The neuroscience of psychedelics intersects profoundly with contemplative neuroscience — advanced meditators show DMN changes that parallel, in attenuated form, those produced by psychedelics. Judson Brewer’s work on the “experiential” self-referential network and its relationship to meditation and psychedelic states bridges these domains. Somatic therapy modalities (Somatic Experiencing, sensorimotor psychotherapy) work with the same body-based emotional processing that psychedelics catalyze. Functional medicine perspectives on neuroinflammation and gut-brain axis signaling are relevant given emerging data on psychedelics’ anti-inflammatory properties (including TNF-alpha suppression and 5-HT2A-mediated immunomodulation). Traditional Chinese Medicine concepts of shen (spirit) disturbance and its relationship to the heart organ system offer a framework that resonates with the psychedelic therapy emphasis on heart-opening emotional processing.

Key Takeaways

• Classic psychedelics produce their effects primarily through 5-HT2A receptor agonism, but the downstream consequences cascade across multiple scales of brain organization from synapses to global network dynamics.
• DMN disruption is the network-level signature of psychedelic action, correlating with ego dissolution and the temporary relaxation of entrenched self-referential patterns.
• The REBUS model provides the most comprehensive framework: psychedelics relax the precision of high-level beliefs (priors), creating a window of plasticity where rigid pathological patterns become available for revision.
• Psychedelics are potent psychoplastogens, promoting dendritic growth, spinogenesis, and synaptogenesis through BDNF/TrkB/mTOR signaling cascades that persist weeks beyond acute effects.
• The therapeutic potential depends not on the drug alone but on the interaction between pharmacological plasticity and the therapeutic context in which new patterns are established.
• Connectome harmonics offer a mathematical framework showing that psychedelic states access latent brain configurations supported by existing neural architecture.

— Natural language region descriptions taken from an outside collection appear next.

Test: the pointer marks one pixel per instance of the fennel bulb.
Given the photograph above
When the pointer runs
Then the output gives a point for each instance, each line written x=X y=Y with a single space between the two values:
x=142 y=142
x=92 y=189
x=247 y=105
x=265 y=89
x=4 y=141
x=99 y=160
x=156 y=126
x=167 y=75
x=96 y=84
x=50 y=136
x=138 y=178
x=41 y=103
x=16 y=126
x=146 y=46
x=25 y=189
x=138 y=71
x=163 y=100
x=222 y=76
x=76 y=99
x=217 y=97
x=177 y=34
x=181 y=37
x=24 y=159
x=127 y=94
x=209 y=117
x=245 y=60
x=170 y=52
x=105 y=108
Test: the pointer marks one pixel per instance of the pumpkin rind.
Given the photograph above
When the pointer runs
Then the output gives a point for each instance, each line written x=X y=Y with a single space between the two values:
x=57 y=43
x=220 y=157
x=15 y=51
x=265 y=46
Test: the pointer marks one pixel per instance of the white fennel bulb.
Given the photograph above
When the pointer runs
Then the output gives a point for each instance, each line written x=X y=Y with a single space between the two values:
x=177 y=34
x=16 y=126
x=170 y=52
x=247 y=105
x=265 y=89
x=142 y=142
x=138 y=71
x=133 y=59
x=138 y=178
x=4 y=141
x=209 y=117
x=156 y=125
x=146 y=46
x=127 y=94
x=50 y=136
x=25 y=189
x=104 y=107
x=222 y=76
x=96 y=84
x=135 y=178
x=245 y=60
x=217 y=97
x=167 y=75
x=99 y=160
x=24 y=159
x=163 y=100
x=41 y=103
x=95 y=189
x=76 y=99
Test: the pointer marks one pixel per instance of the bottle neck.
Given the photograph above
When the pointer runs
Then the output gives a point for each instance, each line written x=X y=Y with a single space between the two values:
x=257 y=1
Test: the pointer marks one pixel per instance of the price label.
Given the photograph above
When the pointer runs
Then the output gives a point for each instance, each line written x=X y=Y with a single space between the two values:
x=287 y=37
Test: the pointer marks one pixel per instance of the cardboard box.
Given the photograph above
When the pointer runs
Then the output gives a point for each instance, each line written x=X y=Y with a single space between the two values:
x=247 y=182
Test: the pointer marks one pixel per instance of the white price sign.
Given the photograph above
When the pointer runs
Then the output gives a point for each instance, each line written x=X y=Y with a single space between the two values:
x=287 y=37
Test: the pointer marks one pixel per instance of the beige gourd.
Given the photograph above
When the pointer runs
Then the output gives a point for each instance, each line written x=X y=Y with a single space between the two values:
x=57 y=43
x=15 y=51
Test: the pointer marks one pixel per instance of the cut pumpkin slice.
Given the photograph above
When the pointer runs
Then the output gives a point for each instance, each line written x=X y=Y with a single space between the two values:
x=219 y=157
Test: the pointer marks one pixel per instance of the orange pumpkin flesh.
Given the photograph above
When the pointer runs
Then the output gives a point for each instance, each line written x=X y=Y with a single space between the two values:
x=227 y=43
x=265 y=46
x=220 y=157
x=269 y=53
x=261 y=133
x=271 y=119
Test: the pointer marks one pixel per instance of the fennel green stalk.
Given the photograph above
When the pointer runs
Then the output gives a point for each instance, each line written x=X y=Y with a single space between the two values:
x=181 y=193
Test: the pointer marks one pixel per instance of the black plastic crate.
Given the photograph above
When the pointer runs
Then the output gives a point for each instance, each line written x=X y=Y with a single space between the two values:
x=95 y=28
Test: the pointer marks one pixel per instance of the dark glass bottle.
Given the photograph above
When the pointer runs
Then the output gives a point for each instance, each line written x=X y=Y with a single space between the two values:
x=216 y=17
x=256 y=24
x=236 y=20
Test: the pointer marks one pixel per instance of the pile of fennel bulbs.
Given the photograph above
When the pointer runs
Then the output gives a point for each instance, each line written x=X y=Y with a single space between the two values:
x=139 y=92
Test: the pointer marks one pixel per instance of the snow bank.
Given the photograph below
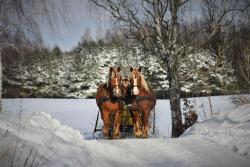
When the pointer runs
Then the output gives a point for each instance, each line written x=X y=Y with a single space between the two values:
x=230 y=129
x=39 y=140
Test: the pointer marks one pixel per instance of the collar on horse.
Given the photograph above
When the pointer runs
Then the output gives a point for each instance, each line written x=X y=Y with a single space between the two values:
x=104 y=99
x=144 y=98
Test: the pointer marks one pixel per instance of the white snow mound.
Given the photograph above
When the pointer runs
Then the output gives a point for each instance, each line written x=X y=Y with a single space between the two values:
x=230 y=129
x=39 y=140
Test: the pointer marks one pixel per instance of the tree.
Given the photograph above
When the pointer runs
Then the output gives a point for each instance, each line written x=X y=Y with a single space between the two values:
x=156 y=24
x=146 y=21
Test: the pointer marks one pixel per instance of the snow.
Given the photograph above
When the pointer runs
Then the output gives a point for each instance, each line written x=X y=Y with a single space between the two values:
x=230 y=129
x=81 y=113
x=37 y=139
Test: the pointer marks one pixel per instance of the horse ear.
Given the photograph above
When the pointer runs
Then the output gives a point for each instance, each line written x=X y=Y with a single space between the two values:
x=111 y=69
x=118 y=69
x=131 y=69
x=139 y=69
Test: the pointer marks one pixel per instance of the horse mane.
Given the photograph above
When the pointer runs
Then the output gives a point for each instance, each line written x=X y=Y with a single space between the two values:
x=144 y=83
x=108 y=80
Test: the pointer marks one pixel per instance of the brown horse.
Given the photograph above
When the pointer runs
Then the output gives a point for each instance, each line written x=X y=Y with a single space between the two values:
x=108 y=99
x=143 y=101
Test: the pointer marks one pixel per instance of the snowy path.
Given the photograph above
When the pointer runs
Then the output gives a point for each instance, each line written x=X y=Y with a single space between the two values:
x=162 y=152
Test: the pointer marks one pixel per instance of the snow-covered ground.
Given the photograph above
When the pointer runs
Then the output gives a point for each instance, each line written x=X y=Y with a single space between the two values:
x=39 y=140
x=81 y=113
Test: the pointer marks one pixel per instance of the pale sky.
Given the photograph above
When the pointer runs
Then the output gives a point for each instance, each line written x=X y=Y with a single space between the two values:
x=83 y=17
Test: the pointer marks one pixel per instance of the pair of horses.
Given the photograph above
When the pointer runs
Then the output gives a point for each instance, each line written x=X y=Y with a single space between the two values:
x=118 y=91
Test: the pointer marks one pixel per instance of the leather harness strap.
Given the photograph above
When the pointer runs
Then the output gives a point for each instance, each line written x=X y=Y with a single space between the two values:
x=144 y=98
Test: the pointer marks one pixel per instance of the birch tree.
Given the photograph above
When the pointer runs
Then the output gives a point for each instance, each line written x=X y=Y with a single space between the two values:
x=156 y=25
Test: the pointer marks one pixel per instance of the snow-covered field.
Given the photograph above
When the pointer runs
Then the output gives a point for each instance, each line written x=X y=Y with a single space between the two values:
x=29 y=138
x=81 y=113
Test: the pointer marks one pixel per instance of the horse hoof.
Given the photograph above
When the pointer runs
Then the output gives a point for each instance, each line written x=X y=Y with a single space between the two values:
x=138 y=134
x=116 y=136
x=144 y=136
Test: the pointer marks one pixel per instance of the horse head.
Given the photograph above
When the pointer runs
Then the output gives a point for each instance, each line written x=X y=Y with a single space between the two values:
x=135 y=80
x=115 y=81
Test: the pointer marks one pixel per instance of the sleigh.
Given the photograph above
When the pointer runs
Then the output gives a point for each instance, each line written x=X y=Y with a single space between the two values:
x=127 y=123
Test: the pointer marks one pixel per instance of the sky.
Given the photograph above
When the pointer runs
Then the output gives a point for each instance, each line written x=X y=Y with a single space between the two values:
x=83 y=17
x=66 y=37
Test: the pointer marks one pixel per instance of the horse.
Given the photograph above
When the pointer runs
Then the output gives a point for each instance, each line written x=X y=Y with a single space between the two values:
x=143 y=100
x=109 y=100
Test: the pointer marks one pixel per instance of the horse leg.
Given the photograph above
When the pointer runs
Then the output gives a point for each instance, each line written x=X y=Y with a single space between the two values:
x=117 y=124
x=145 y=124
x=105 y=129
x=137 y=125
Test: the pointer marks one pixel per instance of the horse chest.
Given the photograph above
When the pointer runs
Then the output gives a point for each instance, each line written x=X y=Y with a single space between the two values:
x=110 y=106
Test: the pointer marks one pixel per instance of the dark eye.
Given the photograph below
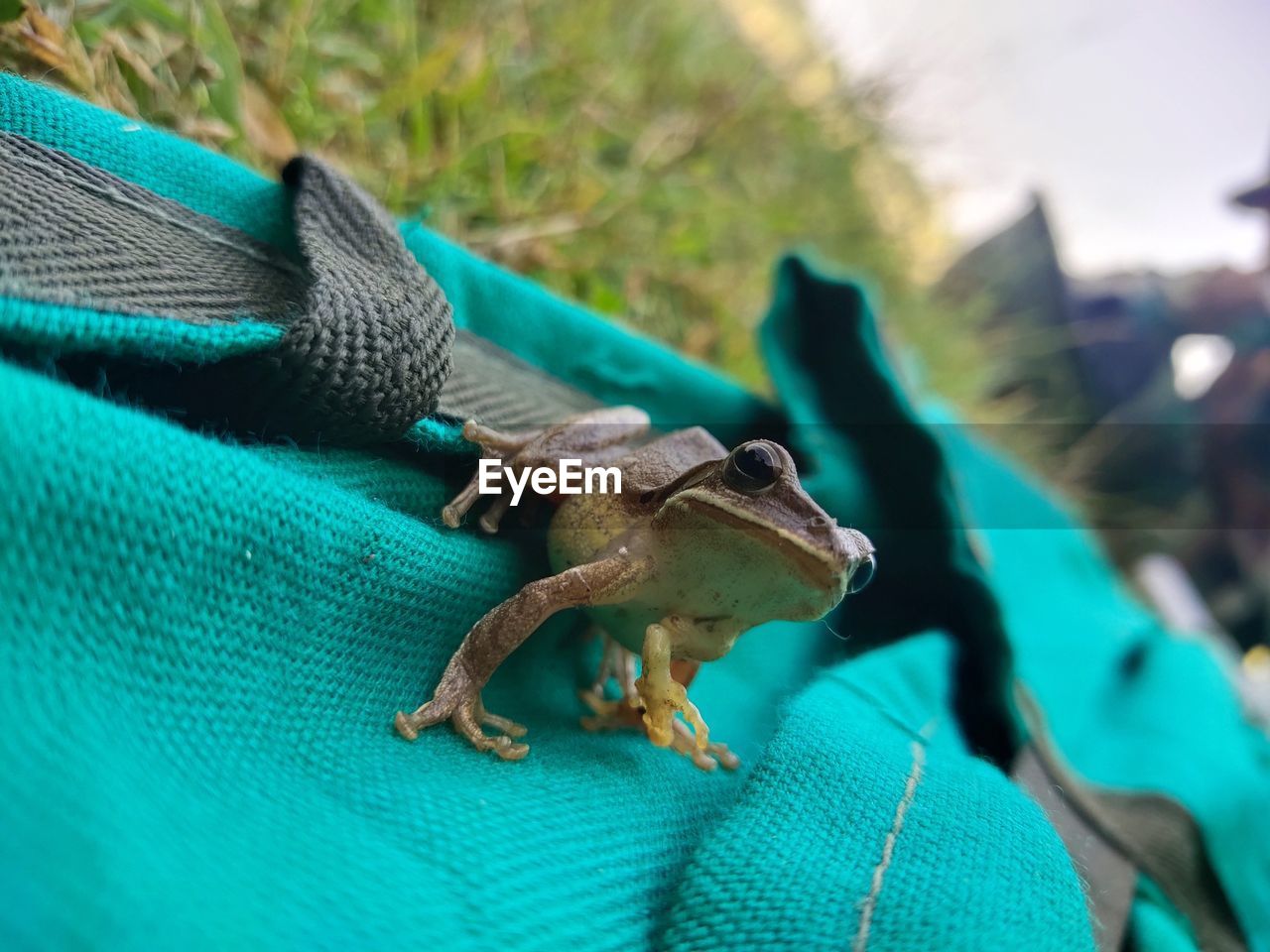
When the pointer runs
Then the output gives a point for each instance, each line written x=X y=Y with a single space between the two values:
x=862 y=575
x=752 y=468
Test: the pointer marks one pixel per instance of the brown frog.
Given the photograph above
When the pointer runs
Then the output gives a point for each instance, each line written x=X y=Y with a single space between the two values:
x=698 y=547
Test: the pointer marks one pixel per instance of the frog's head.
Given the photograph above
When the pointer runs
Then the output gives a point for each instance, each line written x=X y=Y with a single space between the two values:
x=776 y=552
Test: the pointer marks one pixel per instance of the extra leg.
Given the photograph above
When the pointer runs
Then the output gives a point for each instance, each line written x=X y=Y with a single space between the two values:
x=663 y=697
x=629 y=711
x=589 y=436
x=495 y=636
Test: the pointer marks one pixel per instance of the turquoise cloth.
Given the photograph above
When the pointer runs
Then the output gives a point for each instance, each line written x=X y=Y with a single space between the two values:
x=204 y=644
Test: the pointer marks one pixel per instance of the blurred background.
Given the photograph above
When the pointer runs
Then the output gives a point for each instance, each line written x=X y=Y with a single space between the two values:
x=1061 y=207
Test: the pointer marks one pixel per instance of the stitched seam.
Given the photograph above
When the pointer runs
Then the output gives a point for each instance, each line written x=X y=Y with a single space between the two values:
x=888 y=851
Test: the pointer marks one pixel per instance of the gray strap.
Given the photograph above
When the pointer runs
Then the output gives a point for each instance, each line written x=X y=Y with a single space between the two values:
x=1107 y=876
x=503 y=391
x=1152 y=833
x=368 y=343
x=368 y=333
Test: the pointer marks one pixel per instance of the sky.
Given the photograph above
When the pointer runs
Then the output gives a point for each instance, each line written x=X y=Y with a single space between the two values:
x=1135 y=118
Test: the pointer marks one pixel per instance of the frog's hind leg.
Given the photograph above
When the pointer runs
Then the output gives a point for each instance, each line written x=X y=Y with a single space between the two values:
x=494 y=444
x=499 y=633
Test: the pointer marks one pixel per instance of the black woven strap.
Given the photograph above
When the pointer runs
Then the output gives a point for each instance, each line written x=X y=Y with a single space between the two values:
x=367 y=338
x=1114 y=835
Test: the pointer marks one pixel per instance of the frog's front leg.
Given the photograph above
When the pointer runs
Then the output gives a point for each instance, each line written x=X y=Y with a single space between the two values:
x=497 y=635
x=590 y=436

References and Further Reading

• Carhart-Harris, R. L., & Friston, K. J. (2019). REBUS and the anarchic brain: Toward a unified model of the brain action of psychedelics. Pharmacological Reviews, 71(3), 316-344.
• Carhart-Harris, R. L. et al. (2014). The entropic brain: A theory of conscious states informed by neuroimaging research with psychedelic drugs. Frontiers in Human Neuroscience, 8, 20.
• Carhart-Harris, R. L. et al. (2012). Neural correlates of the psychedelic state as determined by fMRI studies with psilocybin. Proceedings of the National Academy of Sciences, 109(6), 2138-2143.
• Ly, C. et al. (2018). Psychedelics promote structural and functional neural plasticity. Cell Reports, 23(11), 3170-3182.
• Atasoy, S. et al. (2017). Connectome-harmonic decomposition of human brain activity reveals dynamical repertoire re-organization under LSD. Scientific Reports, 7, 17661.
• Wacker, D. et al. (2017). Crystal structure of an LSD-bound human serotonin receptor. Cell, 168(3), 377-389.
• Schartner, M. M. et al. (2017). Increased spontaneous MEG signal diversity for psychoactive doses of ketamine, LSD and psilocybin. Scientific Reports, 7, 46421.
• Barrett, F. S. et al. (2020). Psilocybin acutely alters the functional connectivity of the claustrum with brain networks that support perception, memory, and attention. NeuroImage, 218, 116980.
• Aghajanian, G. K., & Marek, G. J. (1999). Serotonin and hallucinogens. Neuropsychopharmacology, 21(2), 16S-23S.
• Hesselgrave, N. et al. (2021). Harnessing psilocybin: Antidepressant-like behavioral and synaptic actions of psilocybin are independent of 5-HT2R/β-arrestin2 signaling. Proceedings of the National Academy of Sciences, 118(17).